For anyone who is starting or going up, you don’t need passion. Whatever your reasons for joining this/any industry, you need discipline and the determination to learn (basics and all). Read and practice a lot. Also, experiment a lot. Hacking is finding unconventional ways to make something work in a way it was not intended to. Think outside the box. The more you learn and practice, the smaller the box becomes. 🙂
John Collins — Student
I’ve been a very curious person in the tech space from a very young age. I started coding in basic languages like VBS, that I'd use to automate very simple tasks on windows. I transitioned into Cyber Security in 2020 during Covid, we had closed school and no one was certain when we’d reopen. That’s when a friend introduced me to HackTheBox and she’d take me through some of the basics, like recon with nmap, these were things that were very new to me. I could sleep very late learning new concepts and watching Ippsec’s videos and not even struggle waking up the following day because my superior level of inquisitiveness could not allow me to rest.
Half way through the year, I got my feet in the water in Capture The Flag competitions and this is when i joined Team fr334aks. I tried reading a couple writeups in my free time and I’d then practice on PicoCTF. In 2022, I convinced my school to let me head home and participate in the AfricaHackon CTF with my team, and got third place which was a huge achievement on my part. After high school, i did my OSCP exam and passed, being the youngest in Kenya to attain that certification. I also did eJPT and CompTIA Security+. Currently, I do pen testing for various companies and I'm loving the experience!
I was faced with a unique set of challenges here and there, but i was never a quitter. I honestly believe that anything you set your mind to is achievable. All you need to do is to unleash the beast within you. Set a goal to learn something everyday, it’ll go a long way. Also, do take breaks once in a while, they help clear your mind and refresh your body. That being said, have fun!
Boniface Kinoti — Senior Penetration Tester
“My cybersecurity journey started after completing CCNA networking and routing back in 2015, this was personal learning where I could learn how different networking worked in different environments. This knowledge provided me a role where I was able to train my course mates on networking. I later came along the CCNA security course that opened up my cybersecurity path. The following year, I enrolled to CEH class and pursued the certification ( back then it was the thing hehe). This was a gateway to more security practice and I came across CTFs such as Hackthebox that my skills.

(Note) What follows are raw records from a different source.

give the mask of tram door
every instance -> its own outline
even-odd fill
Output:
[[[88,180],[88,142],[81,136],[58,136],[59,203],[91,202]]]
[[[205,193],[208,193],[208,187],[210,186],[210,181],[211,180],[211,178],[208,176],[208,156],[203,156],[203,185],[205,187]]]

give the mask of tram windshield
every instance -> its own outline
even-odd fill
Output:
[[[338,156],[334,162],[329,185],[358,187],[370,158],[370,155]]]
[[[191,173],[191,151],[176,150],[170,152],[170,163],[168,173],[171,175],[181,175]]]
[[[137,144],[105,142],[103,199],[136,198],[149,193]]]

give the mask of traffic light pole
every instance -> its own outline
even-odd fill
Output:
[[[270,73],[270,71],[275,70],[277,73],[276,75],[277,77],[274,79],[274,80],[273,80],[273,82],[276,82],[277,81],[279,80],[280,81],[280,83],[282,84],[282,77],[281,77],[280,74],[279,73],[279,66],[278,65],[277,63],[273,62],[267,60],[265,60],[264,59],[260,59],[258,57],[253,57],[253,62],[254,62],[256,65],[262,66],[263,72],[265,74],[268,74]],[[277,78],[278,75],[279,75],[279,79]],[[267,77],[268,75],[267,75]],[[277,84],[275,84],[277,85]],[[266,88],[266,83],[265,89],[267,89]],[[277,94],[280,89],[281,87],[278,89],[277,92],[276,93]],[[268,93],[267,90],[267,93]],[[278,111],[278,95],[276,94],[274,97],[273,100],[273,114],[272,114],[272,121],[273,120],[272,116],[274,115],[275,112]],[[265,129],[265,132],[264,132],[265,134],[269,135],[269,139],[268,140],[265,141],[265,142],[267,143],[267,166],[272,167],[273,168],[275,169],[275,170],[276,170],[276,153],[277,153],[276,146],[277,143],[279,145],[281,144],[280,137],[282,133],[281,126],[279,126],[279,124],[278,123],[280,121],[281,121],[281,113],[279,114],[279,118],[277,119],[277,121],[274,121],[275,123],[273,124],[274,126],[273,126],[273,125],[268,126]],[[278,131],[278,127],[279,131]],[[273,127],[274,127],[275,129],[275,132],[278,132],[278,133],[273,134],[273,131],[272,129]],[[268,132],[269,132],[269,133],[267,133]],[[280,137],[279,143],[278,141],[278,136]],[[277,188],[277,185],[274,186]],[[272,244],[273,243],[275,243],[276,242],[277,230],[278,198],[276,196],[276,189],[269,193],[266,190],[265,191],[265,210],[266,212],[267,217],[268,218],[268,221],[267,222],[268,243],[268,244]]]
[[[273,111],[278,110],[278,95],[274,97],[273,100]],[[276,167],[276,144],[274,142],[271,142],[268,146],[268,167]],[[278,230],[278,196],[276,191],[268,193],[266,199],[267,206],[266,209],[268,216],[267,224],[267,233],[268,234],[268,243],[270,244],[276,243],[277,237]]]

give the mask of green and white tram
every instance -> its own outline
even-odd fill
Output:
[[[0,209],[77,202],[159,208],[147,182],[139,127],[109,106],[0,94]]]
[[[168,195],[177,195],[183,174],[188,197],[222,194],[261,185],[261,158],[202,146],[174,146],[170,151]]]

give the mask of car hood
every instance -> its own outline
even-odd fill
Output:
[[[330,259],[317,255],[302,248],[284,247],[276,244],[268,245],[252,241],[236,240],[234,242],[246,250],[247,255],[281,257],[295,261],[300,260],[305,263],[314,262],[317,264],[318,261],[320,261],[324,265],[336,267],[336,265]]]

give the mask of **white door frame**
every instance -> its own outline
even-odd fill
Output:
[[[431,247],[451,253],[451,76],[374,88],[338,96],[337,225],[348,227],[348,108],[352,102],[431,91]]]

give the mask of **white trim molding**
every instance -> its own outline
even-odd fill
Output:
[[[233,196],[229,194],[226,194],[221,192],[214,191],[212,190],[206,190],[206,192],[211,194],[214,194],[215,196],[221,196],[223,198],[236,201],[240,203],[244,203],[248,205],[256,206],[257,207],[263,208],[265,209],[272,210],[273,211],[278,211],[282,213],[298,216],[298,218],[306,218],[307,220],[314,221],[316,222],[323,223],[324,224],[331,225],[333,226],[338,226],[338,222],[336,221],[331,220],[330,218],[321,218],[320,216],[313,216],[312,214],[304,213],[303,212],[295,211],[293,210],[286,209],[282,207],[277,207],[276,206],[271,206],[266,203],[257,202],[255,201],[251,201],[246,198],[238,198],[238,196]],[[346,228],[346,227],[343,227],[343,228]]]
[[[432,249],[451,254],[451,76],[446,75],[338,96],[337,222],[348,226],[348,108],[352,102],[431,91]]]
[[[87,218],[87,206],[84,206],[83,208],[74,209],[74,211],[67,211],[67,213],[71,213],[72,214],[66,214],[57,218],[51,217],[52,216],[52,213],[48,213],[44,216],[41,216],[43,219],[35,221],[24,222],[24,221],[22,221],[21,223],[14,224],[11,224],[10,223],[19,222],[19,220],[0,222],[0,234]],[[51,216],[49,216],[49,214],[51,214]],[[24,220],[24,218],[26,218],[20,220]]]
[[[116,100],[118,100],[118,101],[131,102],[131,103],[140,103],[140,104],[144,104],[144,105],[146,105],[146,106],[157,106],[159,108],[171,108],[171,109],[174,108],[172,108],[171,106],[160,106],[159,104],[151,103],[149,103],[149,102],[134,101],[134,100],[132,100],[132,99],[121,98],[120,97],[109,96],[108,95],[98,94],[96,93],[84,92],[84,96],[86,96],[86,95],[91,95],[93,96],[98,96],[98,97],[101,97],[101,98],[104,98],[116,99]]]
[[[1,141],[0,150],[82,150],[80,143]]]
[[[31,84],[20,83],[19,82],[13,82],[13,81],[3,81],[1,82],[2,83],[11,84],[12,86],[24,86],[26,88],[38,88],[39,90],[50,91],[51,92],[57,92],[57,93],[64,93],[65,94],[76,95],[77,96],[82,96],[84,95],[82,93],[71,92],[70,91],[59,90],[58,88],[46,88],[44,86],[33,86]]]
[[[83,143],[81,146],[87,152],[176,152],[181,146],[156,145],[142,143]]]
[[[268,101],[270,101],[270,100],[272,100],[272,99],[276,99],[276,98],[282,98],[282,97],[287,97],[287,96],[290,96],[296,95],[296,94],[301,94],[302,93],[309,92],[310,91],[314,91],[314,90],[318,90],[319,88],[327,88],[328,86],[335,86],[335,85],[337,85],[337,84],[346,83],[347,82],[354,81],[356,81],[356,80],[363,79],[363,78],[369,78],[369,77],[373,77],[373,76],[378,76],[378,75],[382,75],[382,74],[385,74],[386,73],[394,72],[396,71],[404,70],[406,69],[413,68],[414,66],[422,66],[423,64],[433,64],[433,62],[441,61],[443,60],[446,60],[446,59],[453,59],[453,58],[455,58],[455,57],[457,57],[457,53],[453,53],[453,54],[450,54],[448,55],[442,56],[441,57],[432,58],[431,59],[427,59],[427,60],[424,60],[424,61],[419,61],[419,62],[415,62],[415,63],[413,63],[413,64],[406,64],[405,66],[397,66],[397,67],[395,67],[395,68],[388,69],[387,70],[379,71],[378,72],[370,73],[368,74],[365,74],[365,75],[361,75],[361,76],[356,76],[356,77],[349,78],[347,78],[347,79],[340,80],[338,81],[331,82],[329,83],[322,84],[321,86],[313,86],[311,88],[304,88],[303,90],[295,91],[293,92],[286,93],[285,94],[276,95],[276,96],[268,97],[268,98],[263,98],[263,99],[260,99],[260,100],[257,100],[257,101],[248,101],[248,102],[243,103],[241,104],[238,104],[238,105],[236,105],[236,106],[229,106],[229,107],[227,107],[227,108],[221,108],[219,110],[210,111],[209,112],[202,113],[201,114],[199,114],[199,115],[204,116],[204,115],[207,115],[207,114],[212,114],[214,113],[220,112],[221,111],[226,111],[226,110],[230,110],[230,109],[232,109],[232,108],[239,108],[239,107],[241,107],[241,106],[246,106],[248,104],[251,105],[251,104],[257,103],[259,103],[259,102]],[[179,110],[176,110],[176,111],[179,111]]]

For my cybersecurity job, I started out as a sales intern responsible for positioning cybersecurity products & solutions in the market this was a challenging path since I was mostly used and comfortable with technical stuff. However, this turned out to be the best opportunity and role in my career since I learnt the essentials of soft skills in the business world. I was later on promoted to a pre-sales engineer and later on cybersecurity engineer (Penetration tester). My current roles involves daily research on current vulnerabilities and cves, simulating them in a real world environment and finding ways to mitigate. And of course I do penetration testing for clients both on my current role and freelance as well.
Some of the challenges I experienced was limited mentorship when I started out and I didn’t know the specific path or direction to get started, back in the days there were little resources as compared to today. But I used my challenges to my strength to build a positive mentality, resilience and passion towards what I do
The best advise I would give is its very important to know the basics of how everything works, its easy to secure and also attacks a system if you understand its underlying basics and functionality. Its important to have soft skills for communication between peers and the management. Learn the balance between one’s mental health and work.
Parting shot; Reading books provide more knowledge on how to understand a system as compared to simple tutorials.”